Pour les dirigeants de Wabaseemoong, la priorité immédiate reste la sécurité et le bien-être de la communauté durant le déplacement. Le Chef Scott coordonne avec les agences provinciales et fédérales pour s’assurer que les besoins sont satisfaits pendant que les efforts de lutte contre l’incendie se poursuivent.
« Notre priorité est de garantir que tout le monde a un abri, de la nourriture et accès aux services de santé, » a souligné le Chef lors d’une réunion communautaire dans une salle de conférence d’hôtel à Dryden. « On travaille aussi à gérer le coût émotionnel que cela représente, surtout pour nos enfants et nos aînés. »
Le premier ministre de l’Ontario, Doug Ford, a promis le soutien provincial lors d’une conférence de presse à Toronto. « Nous déployons toutes les ressources disponibles pour combattre ces incendies et soutenir les communautés évacuées, » a déclaré Ford. « La sécurité de ces résidents est notre priorité absolue. »
Pendant ce temps, les membres de la communauté trouvent des moyens de maintenir les liens malgré leur dispersion dans trois villes. Des bénévoles ont établi des chaînes téléphoniques et des groupes sur les réseaux sociaux pour partager des mises à jour et coordonner le soutien. Des cercles de guérison traditionnels ont été organisés dans chaque centre d’évacuation, offrant un réconfort spirituel pendant la crise.
L’expérience de Wabaseemoong met en lumière les défis complexes auxquels font face les Premières Nations éloignées lors de catastrophes naturelles. L’accès routier limité signifiait que les options d’évacuation étaient restreintes, et la distance de la communauté par rapport aux centres urbains a compliqué la planification d’urgence.
La ministre des Services aux Autochtones, Patty Hajdu, a reconnu ces défis dans une déclaration : « Nous reconnaissons les vulnérabilités uniques auxquelles font face les communautés éloignées et travaillons à améliorer les systèmes d’intervention d’urgence qui respectent le leadership et les connaissances autochtones. »

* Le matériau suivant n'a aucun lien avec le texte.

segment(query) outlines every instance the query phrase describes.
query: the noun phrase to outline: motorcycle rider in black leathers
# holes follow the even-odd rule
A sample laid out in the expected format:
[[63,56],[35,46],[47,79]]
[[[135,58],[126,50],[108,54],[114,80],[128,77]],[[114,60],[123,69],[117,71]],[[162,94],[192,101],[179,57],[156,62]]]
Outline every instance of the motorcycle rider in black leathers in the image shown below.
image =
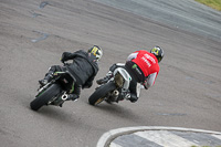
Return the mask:
[[87,52],[78,50],[74,53],[64,52],[61,57],[61,62],[73,60],[73,63],[66,63],[62,65],[53,65],[50,67],[45,77],[39,81],[40,85],[48,84],[54,72],[69,71],[76,80],[74,83],[74,91],[69,94],[69,99],[75,101],[80,97],[81,88],[88,88],[92,86],[94,77],[98,72],[97,61],[101,60],[103,51],[99,46],[94,45]]

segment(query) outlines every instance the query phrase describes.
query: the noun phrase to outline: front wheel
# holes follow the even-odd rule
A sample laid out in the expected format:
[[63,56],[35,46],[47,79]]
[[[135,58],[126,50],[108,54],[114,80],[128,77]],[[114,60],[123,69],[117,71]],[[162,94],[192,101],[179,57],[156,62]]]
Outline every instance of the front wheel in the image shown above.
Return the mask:
[[33,99],[30,103],[30,107],[33,111],[39,111],[43,105],[48,104],[49,101],[61,92],[61,86],[59,84],[53,84],[49,88],[46,88],[44,92],[39,94],[35,99]]
[[88,98],[91,105],[97,105],[104,101],[107,93],[116,90],[114,82],[108,82],[101,87],[98,87]]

Pour l’instant, les équipes de pompiers continuent de lutter contre l’incendie qui menace les maisons, l’école et les bâtiments communautaires de Wabaseemoong. Des avions-citernes et des hélicoptères ont été déployés aux côtés des équipes au sol, mais les vents changeants et les conditions sèches ont compliqué les efforts de confinement.

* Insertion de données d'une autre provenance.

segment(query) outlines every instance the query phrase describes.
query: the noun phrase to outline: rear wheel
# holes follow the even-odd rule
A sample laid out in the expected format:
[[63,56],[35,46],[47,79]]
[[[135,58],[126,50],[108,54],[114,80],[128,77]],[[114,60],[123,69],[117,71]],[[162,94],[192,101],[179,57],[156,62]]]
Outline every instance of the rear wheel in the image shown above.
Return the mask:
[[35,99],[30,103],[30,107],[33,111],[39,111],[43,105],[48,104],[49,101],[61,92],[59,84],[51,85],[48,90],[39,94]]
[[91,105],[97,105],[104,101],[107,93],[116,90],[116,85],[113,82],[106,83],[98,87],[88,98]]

Au centre d’évacuation de Thunder Bay, Jessica Keewatin, une jeune mère, regarde ses trois enfants jouer avec des jouets donnés. « Ils me demandent quand on pourra rentrer chez nous, » dit-elle doucement. « Je leur dis bientôt, mais honnêtement, je ne sais pas. C’est notre terre, notre foyer – nous reviendrons et reconstruirons s’il le faut. Nous l’avons toujours fait. »
Alors que l’évacuation de Wabaseemoong entre dans son deuxième jour, l’histoire de la communauté trouve écho dans d’autres Premières Nations confrontées à des menaces similaires d’un climat de plus en plus instable. Leur expérience sert à la fois d’avertissement et de témoignage – un aperçu des impacts réels du changement environnemental sur les communautés les plus vulnérables du Canada, et un témoignage de la résilience qui les porte.